If you've never been in to a star party, I strongly recommend that you attend one. Even if it's cloudy, you are virtually guaranteed to come away with your astronomical batteries tremendously recharged. You meet old friends, make new ones, and make your observing experience so much richer.
So when Sky & Telescope asked me to visit Starfest in Ontario, Canada this year, I accepted with enthusiasm. Starfest has some of the most enthusiastic amateur astronomers I've ever seen. And when the sky is clear, as it was this year, they go wild. The event is organized and run by the North York Astronomical Association whose committee, led by Andreas Gada and Bonnie Bird, has been staging Starfest for 21 years.
Friday, August 22nd Amateurs across northeastern North America consider this annual meeting, the largest Canadian star party, as one of their best chances of the year for a clear, dark sky. Upon our arrival late on Friday afternoon, Peter Jedicke, the first national vice president of the Royal Astronomical Society of Canada and my traveling partner for the trip to the River Place campground, remarked that "people are setting up camp almost to the front gate. That's a sign of a good attendance." He was right this year's meeting drew some 1,200 attendees, a new record.

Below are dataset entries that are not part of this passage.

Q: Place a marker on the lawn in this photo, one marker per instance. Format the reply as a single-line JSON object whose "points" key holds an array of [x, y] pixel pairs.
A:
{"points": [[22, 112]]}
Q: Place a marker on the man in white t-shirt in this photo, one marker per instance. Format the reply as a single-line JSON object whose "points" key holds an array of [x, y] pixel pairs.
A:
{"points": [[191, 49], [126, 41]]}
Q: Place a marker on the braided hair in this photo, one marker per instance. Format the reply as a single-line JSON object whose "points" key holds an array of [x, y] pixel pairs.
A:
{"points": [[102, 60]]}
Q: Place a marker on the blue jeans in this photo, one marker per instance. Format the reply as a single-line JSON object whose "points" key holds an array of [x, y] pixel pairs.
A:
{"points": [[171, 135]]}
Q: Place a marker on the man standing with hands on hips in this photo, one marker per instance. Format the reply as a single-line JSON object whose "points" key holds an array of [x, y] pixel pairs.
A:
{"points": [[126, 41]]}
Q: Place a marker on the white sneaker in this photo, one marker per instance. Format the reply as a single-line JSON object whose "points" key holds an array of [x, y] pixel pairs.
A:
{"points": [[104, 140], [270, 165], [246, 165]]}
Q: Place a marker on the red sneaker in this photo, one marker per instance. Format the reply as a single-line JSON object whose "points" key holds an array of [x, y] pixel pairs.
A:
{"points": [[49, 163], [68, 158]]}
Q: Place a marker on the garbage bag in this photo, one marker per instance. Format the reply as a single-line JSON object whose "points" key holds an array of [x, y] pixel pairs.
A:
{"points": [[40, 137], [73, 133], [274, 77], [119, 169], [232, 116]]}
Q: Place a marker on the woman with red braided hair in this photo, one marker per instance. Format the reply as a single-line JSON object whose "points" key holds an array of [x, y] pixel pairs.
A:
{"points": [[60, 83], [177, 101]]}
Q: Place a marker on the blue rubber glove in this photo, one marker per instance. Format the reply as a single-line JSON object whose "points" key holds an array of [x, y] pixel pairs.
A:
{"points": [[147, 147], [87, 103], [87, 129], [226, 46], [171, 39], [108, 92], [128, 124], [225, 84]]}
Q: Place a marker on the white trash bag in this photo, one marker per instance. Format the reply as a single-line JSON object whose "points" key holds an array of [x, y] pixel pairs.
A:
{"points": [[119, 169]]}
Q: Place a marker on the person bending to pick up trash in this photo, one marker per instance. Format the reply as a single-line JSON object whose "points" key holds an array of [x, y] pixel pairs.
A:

The campground, located about 90 miles northwest of Toronto, has handled Starfest since the event began. It is spacious, clean, and offers good horizons. As the Sun tipped the horizon this evening, we were all anxious to observe, so my talk began and ended precisely on schedule. As I walked toward the podium, I noticed several people from Montreal in the audience, specifically Constantine Papacosmas, Geoff Gaherty, and Jim Low three amateur astronomers I used to attend meetings with in Montreal in the late 1960s. Each one is as passionate about his hobby as he was decades ago.
After my presentation I sat with a group of high-school- and college-age kids who had come from all across Canada. One young student told me how excited she was when Shoemaker-Levy 9 hit Jupiter. She was only 7 years old then. It's always great to see so much enthusiasm from young people.
Finally I made my way back to my telescope. The sky was very clear despite a few high cirrus clouds and a brief auroral glow. The view to the south was diminished somewhat by the light pollution from nearby towns that grew in population with distance, culminating in the 3-million strong metropolis of Toronto. Notwithstanding, the glow to the south, Starfest is blessed with a very dark sky. On this Friday night, the crisp, plentiful stars were accented with a gorgeous performance of late Perseid meteors. There has been talk in recent years about possibly changing venues for this star party. But with the sky as dark as it was this year, it seems opponents to the River Place campground don't appear to be in any great hurry to change sites anymore.
A little after 1:00 a.m., I started a 3-hour comet sweep of the northeastern sky. After the crescent Moon rose, humidity caused considerable deterioration, and in the last hour before dawn, I stopped comet hunting altogether.
Saturday, August 23rd
The next day was beautiful, clear, and dry an absolutely perfect day for a star party. At 2:30 I gave my second talk, after which I met with another group of children. We returned to the large tent in the evening for the door prizes and for something very imaginative a costume masquerade where people were asked to dress as their favorite alien. The young North York Astronomical Association members had decorated the stage all week as a Martian landscape. Bird and a newly shaven Gada emerged from a cascade of white vapor as two Vulcans. SkyNews editor Terence Dickinson slowly walked onstage, also bathed in white vapor, to begin his lecture about Mars.
Dickinson's talk was a highlight among several interesting presentations at Starfest. Doug Hallman from the Sudbury Neutrino Observatory explained his institution's solution for the problem of the "missing" neutrinos. Another exciting presentation came from McMaster University's Doug Welch, whose career in observing began as a young member of the Royal Astronomical Society of Canada's Ottawa Center.
Dickinson's Mars talk ended the formal program, leaving us to our final night of observing. The sky to the north (away from the distant city glows) stayed pristine all evening long. By 1 a.m., even the clouds that were creeping in from the west at sunset had even retreated. We all enjoyed a beautiful, clear sky.
Sunday, August 24th By Sunday morning an exhausted, but happy, group of observers took down their tents and telescopes and headed home. It was amazing to see a field filled with so many telescopes of all sizes and types, from store-bought to homemade, all disappear in an hour or so. I headed south toward Pearson International Airport with Tom Glinos, one of Canada's best telescope makers. In the back was proof of his expertise, a beautiful homemade 20-inch Dobsonian that combined great wide-field views of deep sky objects with a excellent high-power images of Mars. The telescope featured quiet servo motors that also allowed it to track.
I always thought that star parties are meant to recharge one's observing batteries. I can say that mine are back to running at full capacity.